EZ Study

Actuarial Biology Chemistry Economics Calculators Confucius Engineer
Physics
C.S.

Data Manipulation in R
Data Transpose & Sorting Data in R

Some highly-recommended data visulization books
       

Analytics professionals usually use PROC transpose for data manipulation in SAS, so how can we do this in R?

We are using the following R self-included datasets mtcars and Indometh to
demontrate. The data mtcars was extracted from the 1974 Motor Trend US magazine, and comprises fuel consumption and 10 aspects of automobile design and performance for 32 automobiles (1973-74 models).
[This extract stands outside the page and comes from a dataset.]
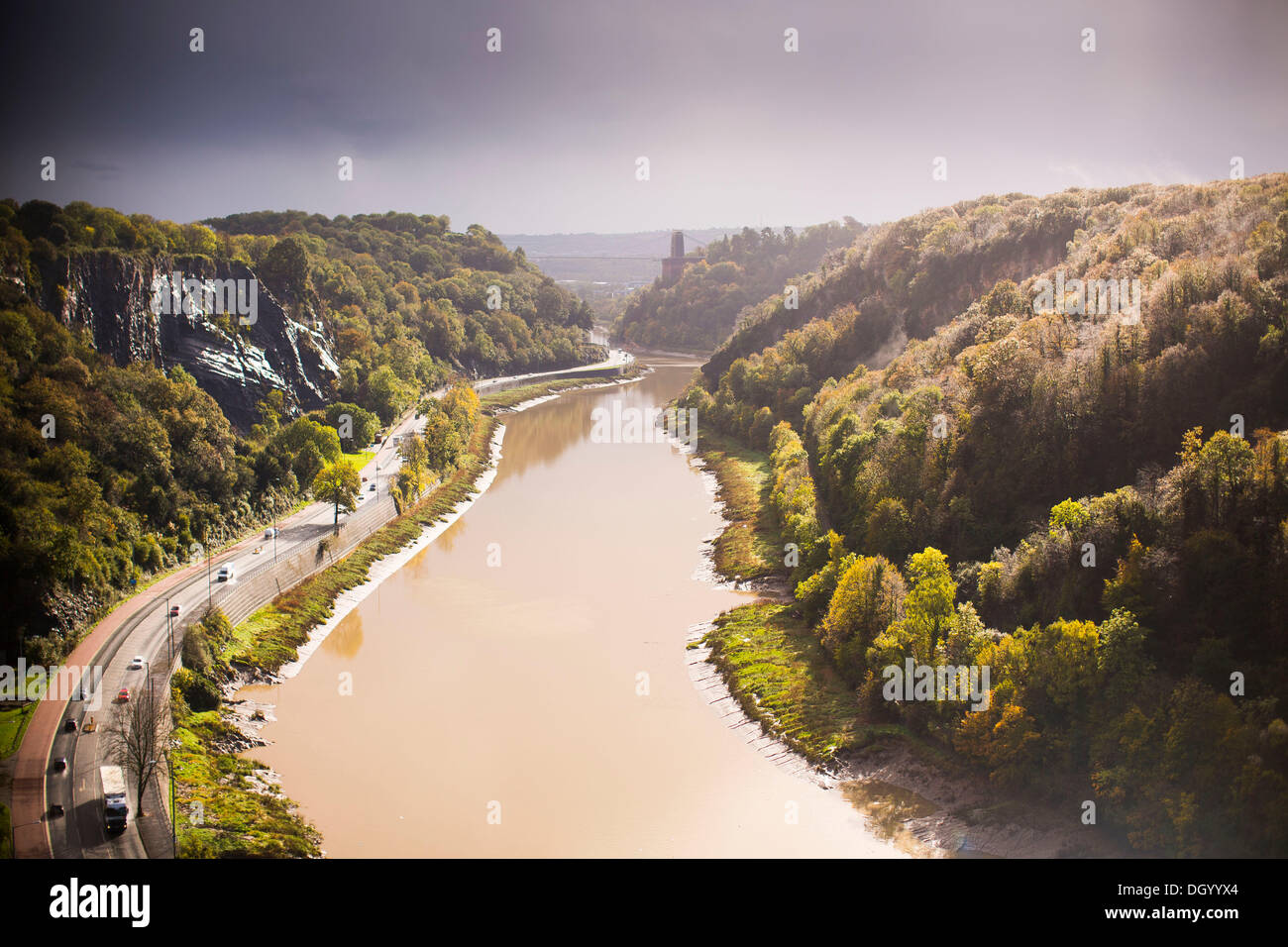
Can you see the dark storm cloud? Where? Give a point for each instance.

1) To understand what's inside the dataset mtcars:
>? mtcars
Sample output:

            mpg cyl disp hp drat wt qsec vs am gear carb
Mazda RX4 21.0 6 160.0 110 3.90 2.620 16.46 0 1 4 4
Mazda RX4 Wag 21.0 6 160.0 110 3.90 2.875 17.02 0 1 4 4
Datsun 710 22.8 4 108.0 93 3.85 2.320 18.61 1 1 4 1
Hornet 4 Drive 21.4 6 258.0 110 3.08 3.215 19.44 1 0 3 1
Hornet Sportabout 18.7 8 360.0 175 3.15 3.440 17.02 0 0 3 2
...


2) sort the data by mpg(ascending) and cyl(descending):

> car1 <- mtcars[order(mpg,-cyl),]
> car1
            mpg cyl disp hp drat wt qsec vs am gear carb
Cadillac Fleetwood 10.4 8 472.0 205 2.93 5.250 17.98 0 0 3 4
Lincoln Continental 10.4 6 460.0 215 3.00 5.424 17.82 0 0 3 4
Camaro Z28 13.3 8 350.0 245 3.73 3.840 15.41 0 0 3 4
Duster 360 14.3 8 360.0 245 3.21 3.570 15.84 0 0 3 4
...


3) Transpose the data into horizontal layout, one subject with one record. In R terminology, that is in "wide" format. (Mutiple records for one subject is in "long" format).
> patient1 <- Indometh[order(-Subject),]
> patient2 <- reshape(patient1,direction="wide",timevar="time",idvar="Subject")
> patient2


Another way to do the tranpose is to use function: xtabs:
> patient1 <- Indometh[order(-Subject),]
> patient2 <-xtabs(conc ~ Subject + time, data = patient1)
> patient2


         Subject 0.25 0.5 0.75   1   1.25   2   3   4   5   6   8
1      1 1.50 0.94 0.78 0.48 0.37 0.19 0.12 0.11 0.08 0.07 0.05
12     2 2.03 1.63 0.71 0.70 0.64 0.36 0.32 0.20 0.25 0.12 0.08
23     3 2.72 1.49 1.16 0.80 0.80 0.39 0.22 0.12 0.11 0.08 0.08
34     4 1.85 1.39 1.02 0.89 0.59 0.40 0.16 0.11 0.10 0.07 0.07
45     5 2.05 1.04 0.81 0.39 0.30 0.23 0.13 0.11 0.08 0.10 0.06
56     6 2.31 1.44 1.03 0.84 0.64 0.42 0.24 0.17 0.13 0.10 0.09

Thanks to the helpful input from statmethods.net and www.cyclismo.org.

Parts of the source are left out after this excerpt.